Based on this term’s calendar, here are the types of cases that could sit when Foxconn skips ahead in line:
- Issue – Whether contractors are immune from liability for injuries or death occurring on recreational land. Property owner Conference Point hired Creekside Tree Service to trim trees on land that included a public right-of-way path around Geneva Lake. Creekside set up cones and its employees tried to halt tree work until pedestrians passed. Nevertheless, as Jane Westmas walked on the path near the trimming work, a tree limb fell and killed her. Her husband and son sued Creekside, which argues to the Supreme Court that it should escape liability under a statute providing a land owner with immunity regarding death or injury of a person engaged in recreational activity on the property.

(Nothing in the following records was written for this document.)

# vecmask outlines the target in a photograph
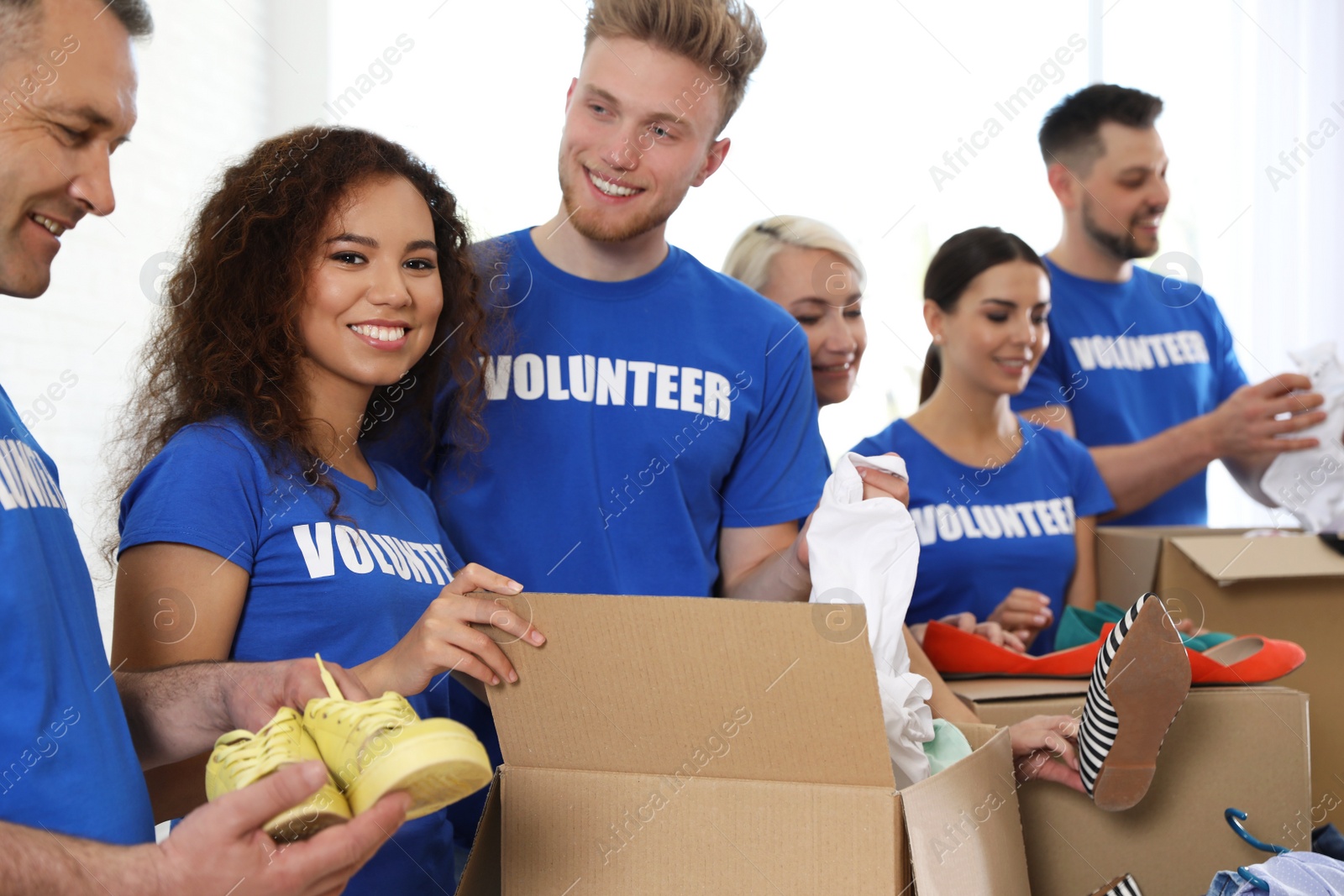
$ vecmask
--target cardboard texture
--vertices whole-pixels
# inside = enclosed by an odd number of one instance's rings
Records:
[[[962,684],[949,682],[954,690]],[[1082,696],[1021,699],[1028,680],[1001,684],[1003,699],[981,690],[974,703],[986,723],[1082,713]],[[1230,806],[1247,813],[1246,827],[1261,840],[1309,850],[1306,707],[1306,695],[1286,688],[1192,690],[1148,795],[1128,811],[1102,811],[1048,782],[1023,785],[1031,892],[1082,896],[1132,873],[1150,896],[1203,893],[1219,870],[1269,858],[1227,826]]]
[[[872,653],[816,606],[527,594],[460,893],[1027,896],[1008,733],[894,789]],[[862,607],[857,609],[862,613]]]
[[[1154,591],[1207,629],[1300,643],[1306,664],[1274,684],[1312,699],[1313,802],[1335,809],[1344,803],[1344,556],[1314,535],[1243,533],[1103,527],[1099,596],[1128,606]],[[1327,819],[1344,826],[1344,809]]]

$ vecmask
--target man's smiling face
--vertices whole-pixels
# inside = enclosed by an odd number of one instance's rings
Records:
[[[684,56],[597,40],[570,86],[560,189],[574,228],[621,242],[660,227],[718,169],[723,87]]]
[[[136,64],[130,35],[101,8],[44,0],[20,46],[0,38],[3,294],[46,292],[60,236],[116,204],[109,163],[136,122]]]

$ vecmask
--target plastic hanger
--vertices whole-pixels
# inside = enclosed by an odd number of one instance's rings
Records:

- Issue – Whether the “implied consent” law that applies to all drivers on Wisconsin roads allows police to draw blood from an unconscious motorist without a warrant. A police officer received information that Gerald Mitchell appeared drunk and was driving a gray minivan. The officer found Mitchell walking near the van. Mitchell appeared intoxicated and blew a .24 on a preliminary breath test, so the officer arrested him. On the way to the hospital for a blood test, Mitchell became incapacitated and would not wake up or respond to stimulation. The officer admitted in court that he could have applied for a warrant but did not, and no emergency circumstances existed. Wisconsin law provides that any person who drives on public roads in the state is deemed to consent to breath, blood or urine tests to determine the presence of alcohol and presumes that an unconscious person did not withdraw consent. The case has statewide impact regarding whether drawing blood from an unconscious motorist violates the United States Constitution’s protection against unreasonable searches and seizures
- Issue – Whether constitutional free-speech rights prohibit prosecution for statements made within the privacy of the home. Ginger Breitzman was convicted of disorderly conduct for berating her son with profanities after her son burned popcorn in the microwave. The son had been talking with a friend and hid his phone in his pocket, allowing the friend to hear Breitzman’s tirade. Breitzman argued that though her speech was offensive, it was in her own home and could not have caused a disturbance in the community. A decision could have statewide application regarding what constitutes disorderly conduct and the scope of free-speech rights within the home.
- Issue – The interplay between the concealed-carry statute and the weapon safe-transport statute. When police stopped Brian Grandberry he admitted having a loaded gun in his glove compartment. Grandberry did not have a concealed-carry permit but argued that he did not violate the law because he was following the safe-transport statute, which controls the lawful placement of weapons in vehicles.
- Issue – Whether an adult can be charged with a crime for conduct occurring when he was under 10 years old. As an adult, Shaun Sanders was charged with fondling his younger sister’s breasts. The fondling occurred when Sanders was between nine and 12 years old. He argues that he should not be held criminally responsible for the conduct occurring when he was nine, as 10 is the earliest age for a juvenile delinquency charge. The case could have statewide impact regarding the legal treatment of criminal conduct by children.
- Issue – Whether the Wisconsin Employment Relations Commission must disclose names of those voting in a municipal employees’ union recertification election while the election is ongoing or can withhold those names until after the election period closes. During a 20-day school-district union recertification election in 2015, Madison Teachers, Inc. filed a public record request for the names of those who had voted up to that date. James Scott, chairman of the Commission, withheld the names until after the election period closed. On appeal, Attorney General Brad Schimel contends on Scott’s behalf that public policy against voter intimidation outweighed public policy in favor of disclosing public records. The case should have statewide impact due to the yearly recurrence of public-employee unions’ recertification elections and Scott’s alleged withholding of names upon public-records requests during at least one subsequent election.